Cette exposition propose de considérer l'influence de l'oeuvre tardif de Claude Monet sur la peinture à partir des années 1950. Présentée auparavant à Munich l'exposition s'intitulait Claude Monet et les modernes. Un volet consacré à l'image numérique et une installation d'Olafur Eliasson sont venus compléter l'étape bâloise.

Il s'agit d'une présentation importante de 46 toiles de Monet : il faut dire que les Nymphéas sont chez eux dans ce bâtiment qui abrite en permanence un triptyque important de cette série auquel renvoie par ailleurs le bassin situé à l’entrée du musée. Plus loin l'influence de la découverte de l'oeuvre tardif sur la peinture américaine et française dès les années 1950-1960 est documentée par des toiles importantes de Pollock, Newman, Rothko, Sam Francis, Joan Mitchell par exemple, mais aussi Dubuffet, Yves Klein, Cy Twombly ou encore Anselm Kiefer. La démonstration en réunissant les travaux de grande qualité de 30 artistes est un peu énumérative. Certes ces œuvres ont toutes pour point commun l’abandon de la ligne d’horizon, l’investissement complet de la surface de la toile par la peinture, mais ce rapprochement de travaux qui sont par ailleurs très différents et dont l’émergence s’explique par des approches tout à fait distinctes, voire fondamentalement opposées est finalement assez étrange. Enfin en partant de toiles de Robert Ryman l’exposition s’achève sur une interrogation sur l'avenir de la peinture à l'ère du numérique, elle prend en considération la vidéo et des recherches sur ordinateur.

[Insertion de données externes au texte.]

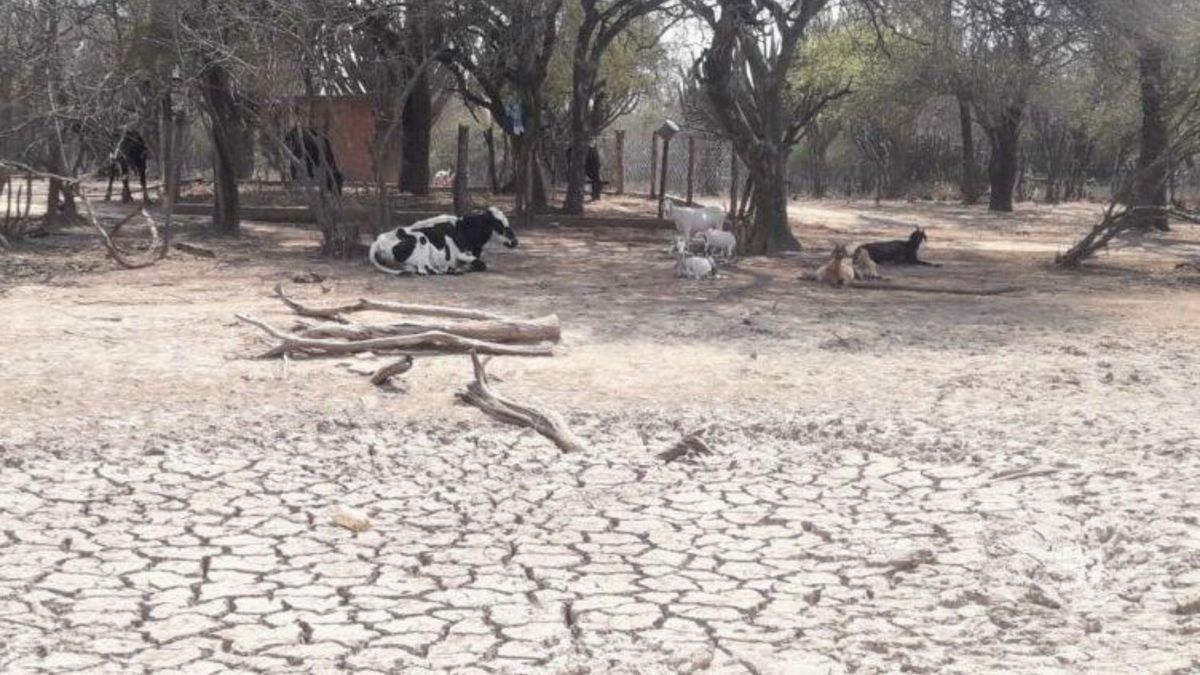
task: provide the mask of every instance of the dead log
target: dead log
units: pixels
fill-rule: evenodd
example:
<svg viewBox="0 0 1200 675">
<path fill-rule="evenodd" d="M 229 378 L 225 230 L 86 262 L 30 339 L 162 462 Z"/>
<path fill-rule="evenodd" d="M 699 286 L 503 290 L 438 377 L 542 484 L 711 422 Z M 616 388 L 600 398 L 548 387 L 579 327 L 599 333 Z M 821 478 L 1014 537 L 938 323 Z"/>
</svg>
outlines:
<svg viewBox="0 0 1200 675">
<path fill-rule="evenodd" d="M 551 314 L 530 321 L 403 321 L 385 325 L 359 323 L 320 323 L 296 331 L 305 338 L 334 338 L 338 340 L 369 340 L 395 335 L 414 335 L 440 331 L 459 337 L 488 342 L 558 342 L 562 335 L 558 316 Z"/>
<path fill-rule="evenodd" d="M 581 452 L 585 449 L 583 442 L 571 433 L 562 415 L 528 403 L 517 403 L 493 389 L 488 382 L 484 363 L 479 360 L 479 354 L 475 350 L 471 350 L 470 354 L 475 381 L 468 384 L 465 391 L 458 393 L 460 400 L 501 422 L 533 429 L 553 441 L 563 452 Z"/>
<path fill-rule="evenodd" d="M 384 382 L 387 382 L 388 380 L 392 379 L 396 375 L 400 375 L 402 373 L 407 373 L 409 370 L 412 370 L 412 367 L 413 367 L 413 357 L 409 356 L 408 354 L 405 354 L 399 360 L 392 361 L 391 363 L 387 364 L 386 366 L 383 366 L 379 370 L 376 370 L 371 375 L 371 384 L 378 387 L 379 385 L 383 384 Z"/>
<path fill-rule="evenodd" d="M 476 321 L 508 321 L 506 317 L 499 314 L 491 314 L 489 312 L 481 312 L 475 309 L 463 309 L 459 307 L 442 307 L 439 305 L 412 305 L 400 302 L 387 302 L 382 300 L 371 300 L 369 298 L 360 298 L 356 302 L 335 307 L 309 307 L 302 305 L 299 302 L 288 297 L 283 292 L 283 284 L 275 284 L 275 295 L 283 304 L 291 308 L 301 316 L 308 316 L 315 319 L 330 319 L 345 323 L 347 319 L 343 314 L 351 314 L 353 312 L 393 312 L 396 314 L 416 314 L 420 316 L 440 316 L 447 319 L 473 319 Z"/>
<path fill-rule="evenodd" d="M 343 342 L 308 338 L 281 331 L 258 319 L 235 315 L 239 321 L 256 326 L 271 337 L 279 340 L 279 344 L 263 354 L 264 357 L 280 356 L 295 352 L 318 354 L 357 354 L 360 352 L 393 351 L 397 349 L 423 349 L 439 352 L 466 352 L 476 350 L 483 354 L 504 356 L 552 356 L 554 347 L 548 344 L 538 345 L 505 345 L 483 340 L 474 340 L 438 330 L 430 330 L 411 335 L 393 335 L 389 337 L 370 338 Z"/>
<path fill-rule="evenodd" d="M 207 249 L 207 248 L 204 248 L 203 246 L 197 246 L 195 244 L 189 244 L 186 241 L 175 242 L 175 246 L 173 248 L 176 251 L 183 251 L 184 253 L 191 253 L 192 255 L 196 256 L 197 258 L 216 258 L 217 257 L 217 254 L 215 252 L 213 252 L 212 249 Z"/>
</svg>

En fait l’exposition propose les œuvres d’un certain nombre d’artistes qui comme le fit Monet placent le spectateur dans une situation d’immersion : immersion visuelle dans la couleur, le mouvement de la lumière. Ce qui pose un problème, car certains des artistes sélectionnés peuvent sembler à une première lecture formelle proposer une telle immersion, alors même qu’ils introduisent une autre dimension dans leur démarche comme la mise en évidence du processus de création chez Dubuffet par exemple ou d’une autre manière chez Yves Klein. Par la suite intervient encore un élément important de distanciation qui est l’ironie. Les peintres qui relèvent plus ou moins de l’étiquette néo-géo qui pratiquent cette ironie n’ont pas été retenus, par contre il est certain qu’un Nam June Paik travaille de manière critique sur la notion d’immersion du spectateur telle qu’elle peut être proposée par la peinture, la photographie, le cinéma ou la télévision. Les rapprochements essentiellement formels proposés par cette exposition ne font pas ressortir ces distinctions et ne laissent aucune place à la distanciation.

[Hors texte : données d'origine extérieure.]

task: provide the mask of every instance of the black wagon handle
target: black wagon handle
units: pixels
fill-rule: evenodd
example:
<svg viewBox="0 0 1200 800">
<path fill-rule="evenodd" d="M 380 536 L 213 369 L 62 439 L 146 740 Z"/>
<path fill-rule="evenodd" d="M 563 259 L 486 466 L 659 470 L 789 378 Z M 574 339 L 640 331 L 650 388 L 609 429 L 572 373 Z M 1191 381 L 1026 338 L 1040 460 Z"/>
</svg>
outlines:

L’idée est de montrer l’actualité de l’œuvre de Monet pour le reconsidérer à l’ère de l’image numérique comme on l’a reconsidéré à l’ère de la peinture abstraite et des Color Fields. Après la lumière, l’ornement la Fondation Beyeler propose une nouvelle mise en perspective originale.

Monet avait offert à la France ses Grandes Décorations, les Nymphéas de l’Orangerie. Elles furent inaugurées en 1927, une année après la mort de l’artiste. Les toiles non utilisées pour cette décoration demeurèrent roulées dans son atelier. Michel Monet les fit découvrir après la Seconde Guerre mondiale à quelques amateurs et une exposition fut organisée à la Kunsthalle de Bâle en 1949. Les premières toiles n’apparurent sur le marché qu’en 1952 et c’est en 1955 que certains musées commencèrent à s’y intéresser (cf. Reinhold Hohl, Monet und die moderne Malerei, pp. 13-19 du catalogue de l’exposition, Claude Monet …bis zum digitalen impressionismus, Fondation Beyeler, 2002). Bien que l’Orangerie ait toujours pu être visitée, la décoration de Monet tomba peu à peu dans l’oubli, elle fut restaurée peu après la guerre.